JP5.1 nvarguscamera doesn't recover from single NVCSI failure

pepijn.vanheiningen · February 16, 2023, 10:21am

Hello there!

As part of our migration we’re seeing some changes in the error handling of the camera input between 32.4.4 and 35.1 on Xavier AGX.

I’m running a very simple pipeline:
gst-launch-1.0 nvarguscamerasrc ee-mode=0 tnr-mode=0 aeantibanding=0 silent=false ! fakesink

In L4T 32.4.4, whenever we get a broken frame, we saw this error occur in the nvargus-daemon. However, the pipeline continues to run.

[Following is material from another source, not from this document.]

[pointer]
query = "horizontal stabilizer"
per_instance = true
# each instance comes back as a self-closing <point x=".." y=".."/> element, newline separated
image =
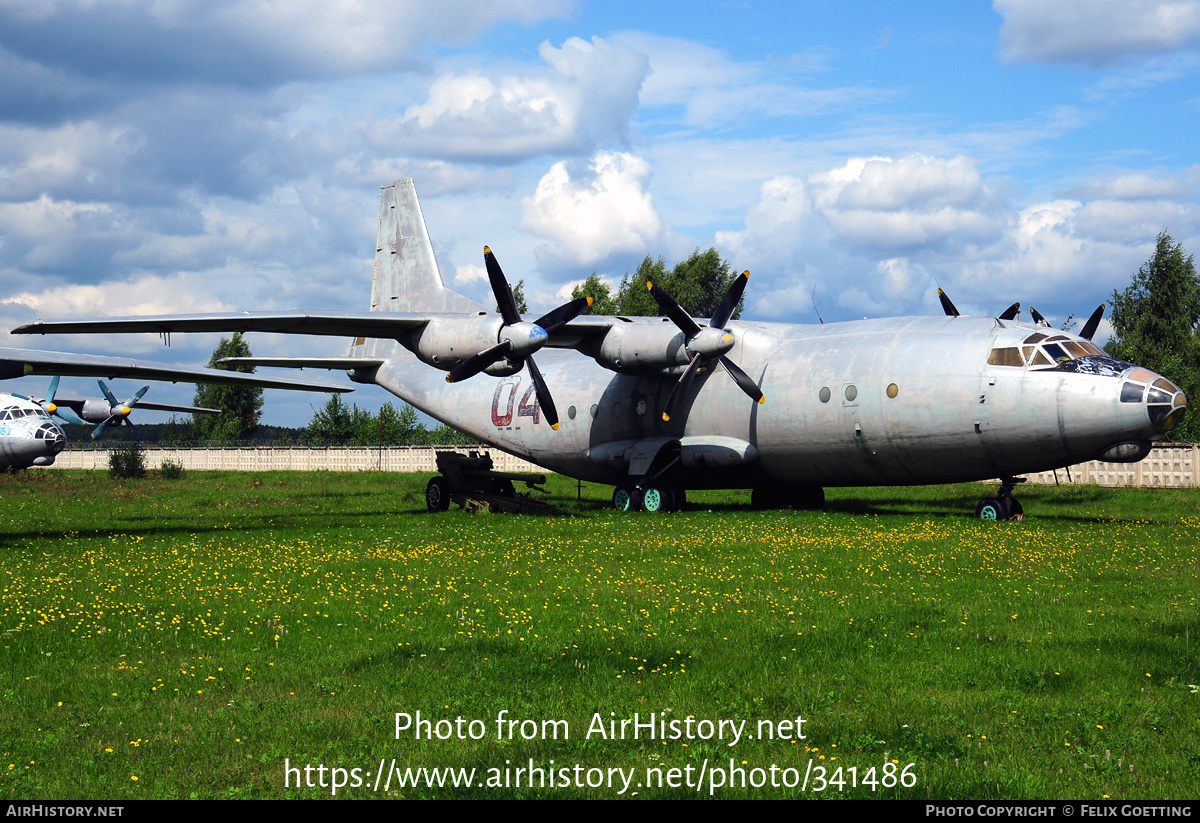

Feb 16 09:42:38 camera nvargus-daemon[6204]: NvCaptureStatusErrorDecode Stream 0.0 failed: sof_ts 68330504004640 eof_ts 68330637136320 frame 0 error 2 data 0x000000a0
Feb 16 09:42:38 camera nvargus-daemon[6204]: NvCaptureStatusErrorDecode Capture-Error: CSIMUX_FRAME (0x00000002)
Feb 16 09:42:38 camera nvargus-daemon[6204]: CsimuxFrameError_Regular : 0x000000a0
Feb 16 09:42:38 camera nvargus-daemon[6204]:     Stream ID                [ 2: 0]: 0
Feb 16 09:42:38 camera nvargus-daemon[6204]:         
Feb 16 09:42:38 camera nvargus-daemon[6204]:     VPR state from fuse block    [ 3]: 0
Feb 16 09:42:38 camera nvargus-daemon[6204]:         
Feb 16 09:42:38 camera nvargus-daemon[6204]:     Frame end (FE)              [ 5]: 1
Feb 16 09:42:38 camera nvargus-daemon[6204]:         A frame end has been found on a regular mode stream.
Feb 16 09:42:38 camera nvargus-daemon[6204]:     FS_FAULT                    [ 7]: 1
Feb 16 09:42:38 camera nvargus-daemon[6204]:         A FS packet was found for a virtual channel that was already in frame.An errored FE packet was injected before FS was allowed through.
Feb 16 09:42:38 camera nvargus-daemon[6204]:     Binary VC number [3:2]   [27:26]: 0
Feb 16 09:42:38 camera nvargus-daemon[6204]:         To get full binary VC number, user need to concatenate VC[3:2] and VC[1:0] together.
Feb 16 09:42:38 camera nvargus-daemon[6204]: SCF: Error InvalidState: Capture error with status 2 (channel 0) (in src/services/capture/NvCaptureViCsiHw.cpp, function waitCsiFrameEnd(), line 880)

In L4T 35.1 we see this error instead, and the pipeline fully stops. This is problematic because it breaks our pipeline. Some sensors have this issue too often for it to start and stop completely every time.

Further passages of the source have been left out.